Enfim parece que a rota da ferrovia em Mato Grosso volta a passar por Cuiabá. Tento explicar. A partir da virada deste século passou a ser divulgada a falsa ideia de que Cuiabá não teria carga que justificasse uma ferrovia. Uma questão até então indiscutível por ser tão evidente tratando-se Cuiabá de um distante polo regional consumidor e distribuidor de bens trazidos das regiões Sul e Sudeste do país para uma ampla região envolvendo todo o território estadual e mais Rondônia, Acre, sul do Pará e do Amazonas, além do nordeste boliviano. Acrescente-se que desde a antiga Política de Integração Nacional, com seus programas especiais de desenvolvimento, havia a convicção de que em breve a região seria grande produtora agrícola, o “celeiro do mundo”, completando o ciclo das cargas de ida e de volta viabilizadoras dos trilhos. A ferrovia na época não era pensada só como uma esteira para levar produtos primários, mas em especial para trazer o desenvolvimento a custos econômicos e ambientais menores.
Não se trata mais de sonho, nem de folclore ou piada, mas de carga concreta, e muita, que as empresas têm interesse econômico objetivo em transportar e que reanima as forças vivas interessadas até então desalentadas
A força de Cuiabá criou então o ainda atual projeto Ferronorte, dos saudosos Domingos Iglésias e Vicente Vuolo, e arrancou a ferrovia dos barrancos paulistas trazendo-a até Rondonópolis.
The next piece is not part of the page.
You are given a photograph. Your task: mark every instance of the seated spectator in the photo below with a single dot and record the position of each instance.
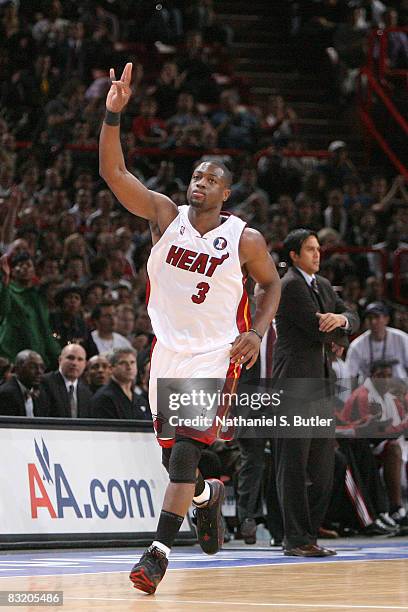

Só que em certo momento essa atratividade passou a ser desacreditada, até ao ponto de ser incutida na cabeça do mato-grossense e de suas lideranças que Cuiabá não gerava cargas para uma ferrovia, transformando o grande projeto em sonho, folclore e até piada. O efeito mais perverso dessa mentira, hoje seria uma “fake-news”, foi o entorpecimento das forças favoráveis ao projeto da Ferronorte, sintetizador dos macro-objetivos de integração e fortalecimento do estado como grande produtor e grande encontro continental intermodal de caminhos tendo Cuiabá como principal polo de articulação. Hoje os projetos mais avançados nas mesas oficiais têm objetivos diametralmente opostos, excluindo Cuiabá e com ferrovias extratoras de matéria-prima para beneficiamento externo, exportando também as chances de agregação de renda e geração de empregos de qualidade no próprio estado. Mas a história muda.
E o que teria mudado? Primeiro, a empresa que assumiu a concessão remanescente da antiga Ferronorte tem uma subsidiária especializada em transporte de cargas “containerizadas” diversas, cargas estas que recolocam os trilhos no rumo de Cuiabá. Essas empresas desmascararam a grande mentira que entorpecia as forças pela ferrovia em Cuiabá ao informar em alto e bom som que as cargas dirigidas para a Grande Cuiabá para consumo e redistribuição regional giram em torno de 20 milhões de toneladas/ano! Só para comparação, é o mesmo que toda a produção de grãos de Goiás no ano passado e maior que a de Mato Grosso do Sul que foi de 16 milhões de toneladas. Não se trata mais de sonho, nem de folclore ou piada, mas de carga concreta, e muita, que as empresas têm interesse econômico objetivo em transportar e que reanima as forças vivas interessadas até então desalentadas.
Outro fato importante é o andamento acelerado da chamada Ferrogrão, a ferrovia partindo de Sinop em direção aos portos do Pará, e que de imediato sinaliza para uma competição em termos das cargas que hoje chegam ao maior terminal ferroviário da América Latina, em Rondonópolis. Daí o interesse da empresa concessionária, também proprietária do terminal, em chegar com seus trilhos a Nova Mutum, aproximando-se do centro produtivo do agronegócio no Médio-Norte mato-grossense, com Cuiabá no meio do caminho. Dois importantes fatos, concretos e objetivos, que recolocam Cuiabá no rumo da ferrovia desafiando desde já seus gestores a prepará-la urbanisticamente de forma a otimizar as potencialidades do tão esperado empreendimento.
JOSÉ ANTONIO LEMOS DOS SANTOS é arquiteto e urbanista, conselheiro do CAU/MT, acadêmico da AAU/MT e professor universitário aposentado.